In [1]:
%load_ext autoreload
%autoreload 2

In [6]:
def loads():
    pass
import numpy as np
import os
import json
from nltk.tokenize import word_tokenize

import torch
import torch.nn as nn
from torch.autograd import Variable
from torch import optim
import torch.nn.functional as F
import torchtext

use_cuda = torch.cuda.is_available()
from process_data import save_pickle, load_pickle, load_task, load_glove_weights
from layers.char_embedding import CharEmbedding
from layers.word_embedding import WordEmbedding
from layers.highway import Highway
from config import Config
loads()

In [7]:
train_data = load_task('./dataset/train-v1.1.json')
# dev_data = load_task('./dataset/dev-v1.1.json')
data = train_data # + dev_data
# save_pickle(train_data, 'pickle/train_data.pickle')
# save_pickle(dev_data, 'pickle/dev_data.pickle')

vocab_w, vocab_c = set(), set()
for ctx_w, ctx_c, q_id, q_w, q_c, answer in data:
    vocab_w |= set(ctx_w + q_w + answer)
    flatten_c = [c for chars in ctx_c for c in chars]
    flatten_q = [c for chars in q_c for c in chars]

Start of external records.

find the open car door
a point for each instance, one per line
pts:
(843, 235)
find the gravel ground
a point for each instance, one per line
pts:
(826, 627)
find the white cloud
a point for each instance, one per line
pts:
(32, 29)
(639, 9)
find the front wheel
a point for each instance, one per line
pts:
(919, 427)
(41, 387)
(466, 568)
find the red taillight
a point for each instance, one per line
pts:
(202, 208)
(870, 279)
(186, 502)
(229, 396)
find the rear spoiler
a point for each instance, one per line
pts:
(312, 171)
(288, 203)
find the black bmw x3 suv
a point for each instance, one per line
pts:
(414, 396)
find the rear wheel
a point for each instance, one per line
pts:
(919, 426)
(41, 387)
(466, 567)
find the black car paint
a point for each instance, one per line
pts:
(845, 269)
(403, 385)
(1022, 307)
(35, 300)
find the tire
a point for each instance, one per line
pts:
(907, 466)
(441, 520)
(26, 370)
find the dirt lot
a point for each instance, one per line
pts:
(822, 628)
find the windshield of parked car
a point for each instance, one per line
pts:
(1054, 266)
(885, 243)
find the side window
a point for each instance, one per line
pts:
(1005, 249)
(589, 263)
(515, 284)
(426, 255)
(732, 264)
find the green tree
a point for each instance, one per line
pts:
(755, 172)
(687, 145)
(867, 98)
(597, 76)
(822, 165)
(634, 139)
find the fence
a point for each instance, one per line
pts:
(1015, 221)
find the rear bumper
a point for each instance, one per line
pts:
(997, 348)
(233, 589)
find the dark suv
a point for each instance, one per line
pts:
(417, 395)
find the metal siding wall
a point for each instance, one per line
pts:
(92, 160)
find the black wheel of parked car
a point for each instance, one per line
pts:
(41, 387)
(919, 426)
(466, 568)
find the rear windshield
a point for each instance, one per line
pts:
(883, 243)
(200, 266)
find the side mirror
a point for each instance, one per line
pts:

    vocab_c |= set(flatten_c + flatten_q) # TODO

vocab_w = list(sorted(vocab_w))
vocab_c = list(sorted(vocab_c))

w2i_w = dict((w, i) for i, w in enumerate(vocab_w, 0))
i2w_w = dict((i, w) for i, w in enumerate(vocab_w, 0))
w2i_c = dict((c, i) for i, c in enumerate(vocab_c, 0))
i2w_c = dict((i, c) for i, c in enumerate(vocab_c, 0))
# save_pickle(vocab, 'pickle/vocab.pickle')
# save_pickle(w2i, 'pickle/w2i.pickle')
# save_pickle(i2w, 'pickle/i2w.pickle')
# train_data = load_pickle('pickle/train_data.pickle')
# vocab = load_pickle('pickle/vocab.pickle')
# w2i = load_pickle('pickle/w2i.pickle')

vocab_size_w = len(vocab_w)
vocab_size_c = len(vocab_c)

ctx_sent_maxlen = max([len(c) for c, _, _, _, _, _ in data])
query_sent_maxlen = max([len(q) for _, _, _, q, _, _ in data])
ctx_word_maxlen = max([len(w) for _, cc, _, _, _, _ in data for w in cc])
query_word_maxlen = max([len(w) for _, _, _, _, qc, _ in data for w in qc])
print('----')
print('n_train', len(train_data))
# print('n_dev', len(dev_data))
print('vocab_size_w:', vocab_size_w)
print('vocab_size_c:', vocab_size_c)
print('ctx_sent_maxlen:', ctx_sent_maxlen)
print('query_sent_maxlen:', query_sent_maxlen)
print('ctx_word_maxlen:', ctx_word_maxlen)
print('query_word_maxlen:', query_word_maxlen)

dataset version: 1.1
load_task: 0 / 442
----
n_train 269
vocab_size_w: 2783
vocab_size_c: 89
ctx_sent_maxlen: 333
query_sent_maxlen: 25
ctx_word_maxlen: 22
query_word_maxlen: 14


In [10]:
embd_size = 100

In [11]:
glove_embd_w = torch.from_numpy(load_glove_weights('./dataset', embd_size, vocab_size_w, w2i_w))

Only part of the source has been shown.